On Sept. 21, the health authority’s public health Facility Licensing and Certification program adopted additional rules, in compliance with the bill, that require all hospitals, ambulatory surgery centers, extended stay centers, home health agencies, outpatient renal dialysis facilities and special inpatient care facilities to also hire only interpreters that are listed on the state’s registry.
Changes made to certification and qualification requirements in tandem with the new rules — including the elimination of background checks and the high school equivalency requirement — apply to all interpreters applying for state credentials, not just speakers of lesser-known languages, Oregon Health Authority spokesperson Erica Heartquist told The Lund Report. The agency is still in the process of updating its list of new requirements on its website.
More Changes Sought
Coval is now working with Fair Shot For All, a Portland-based coalition of unions, racial justice organizations and other nonprofits, to pursue additional initiatives to help Indigenous interpreters in a 2023 bill.
The Fair Shot coalition seeks changes to foster racial, gender and economic justice, said the group’s director, Heather Stuart, and “This bill to improve Indigenous language justice is really at the center of how these issues intersect.”
Rep.
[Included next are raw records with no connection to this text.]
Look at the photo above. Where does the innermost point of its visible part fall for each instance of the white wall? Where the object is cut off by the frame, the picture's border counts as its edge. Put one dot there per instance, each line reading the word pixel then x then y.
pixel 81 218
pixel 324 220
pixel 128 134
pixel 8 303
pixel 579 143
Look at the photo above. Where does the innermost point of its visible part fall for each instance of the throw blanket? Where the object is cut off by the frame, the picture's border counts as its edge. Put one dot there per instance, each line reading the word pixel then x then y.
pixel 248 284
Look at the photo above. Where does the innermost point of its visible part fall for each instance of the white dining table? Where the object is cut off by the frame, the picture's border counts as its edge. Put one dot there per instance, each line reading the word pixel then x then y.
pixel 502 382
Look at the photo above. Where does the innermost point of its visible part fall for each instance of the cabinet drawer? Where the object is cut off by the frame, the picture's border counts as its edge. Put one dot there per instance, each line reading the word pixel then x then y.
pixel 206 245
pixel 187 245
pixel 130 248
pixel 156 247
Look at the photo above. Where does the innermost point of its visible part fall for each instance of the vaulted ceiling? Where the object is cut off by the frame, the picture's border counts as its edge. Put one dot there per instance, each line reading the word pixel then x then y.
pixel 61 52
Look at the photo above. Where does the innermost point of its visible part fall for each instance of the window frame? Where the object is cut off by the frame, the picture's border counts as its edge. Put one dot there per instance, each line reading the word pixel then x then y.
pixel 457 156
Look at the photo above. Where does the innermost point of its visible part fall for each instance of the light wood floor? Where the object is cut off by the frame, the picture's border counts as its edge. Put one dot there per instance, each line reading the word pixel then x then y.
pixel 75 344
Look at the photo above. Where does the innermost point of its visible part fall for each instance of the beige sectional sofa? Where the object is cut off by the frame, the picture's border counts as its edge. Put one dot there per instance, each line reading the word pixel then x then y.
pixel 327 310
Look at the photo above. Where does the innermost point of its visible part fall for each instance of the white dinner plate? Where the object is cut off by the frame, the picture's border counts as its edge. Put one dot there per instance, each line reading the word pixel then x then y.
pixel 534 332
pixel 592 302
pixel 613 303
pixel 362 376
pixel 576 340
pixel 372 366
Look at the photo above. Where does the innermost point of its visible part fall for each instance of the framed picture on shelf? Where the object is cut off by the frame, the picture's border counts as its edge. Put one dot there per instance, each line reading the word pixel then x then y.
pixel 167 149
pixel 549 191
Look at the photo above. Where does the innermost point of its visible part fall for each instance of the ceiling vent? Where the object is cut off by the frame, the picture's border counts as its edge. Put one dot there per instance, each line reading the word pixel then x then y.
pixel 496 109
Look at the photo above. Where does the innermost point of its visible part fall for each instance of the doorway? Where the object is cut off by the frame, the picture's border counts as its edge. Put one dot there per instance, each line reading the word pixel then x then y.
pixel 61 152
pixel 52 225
Wlnsvey Campos, D-Aloha requested two legislative concepts to pursue the changes. The need for access to quality interpretation services is an issue she knows “intimately,” she told The Lund Report. As a child in Oregon, as young as 8 years old, she remembers translating for her Spanish-speaking parents in various settings — and the looks it sometimes drew.
“It was one of the ways in which I was, early on, introduced to racism and prejudice,” she said.
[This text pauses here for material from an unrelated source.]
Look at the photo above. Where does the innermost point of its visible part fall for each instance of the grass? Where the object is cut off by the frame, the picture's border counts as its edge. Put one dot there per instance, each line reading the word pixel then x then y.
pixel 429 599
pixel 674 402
Coval said the legislation will have three main goals:
- Develop a system for evaluating the language proficiency of speakers of languages of lesser diffusion: To address the collective’s concerns, Oregon Health Authority created a work-around that allows these interpreters to qualify but that does not effectively evaluate their proficiency. Ensuring the interpreters’ proficiency will ensure that patients are able to effectively communicate with their health care providers.
- Establish an interpretation fund: to cover the costs of interpretation in health care settings, courtrooms, at social service organizations, and at agencies such as the Department of Motor Vehicles and the Bureau of Labor and Industry. Funding would come from the Oregon Worker Relief Fund with the anticipation of a general fund request, according to Campos’ office. The lack of proper services for Indigenous language speakers, Coval said, “jeopardizes case outcomes and delays or denials of services or unjust imprisonment or deportation.”
- Create a state commission for Indigenous language speakers and interpreters that could weigh in on potential policy changes impacting the interpreter industry in Oregon. “We recognize that in the drafting of legislation last time around with (H.B.) 2359, that there was a failure to engage with Indigenous language speakers,” Campos said. She said when working with people from Mexico or Central America, “we can’t just make assumptions that it’s Spanish, but that we’ve got really critical populations that speak Indigenous languages.”
“When Oregonians can understand and be understood by their doctor, lawyer or other social service provider, they will have better outcomes and that will have a lasting impact on them and the well-being of their families,” Stuart said. “We’re asking lawmakers to help close these gaps in language access that are the result of longstanding and systemic biases in our institutions and laws that have left Oregonians who speak Indigenous languages without reliable interpretation when they need it the most.”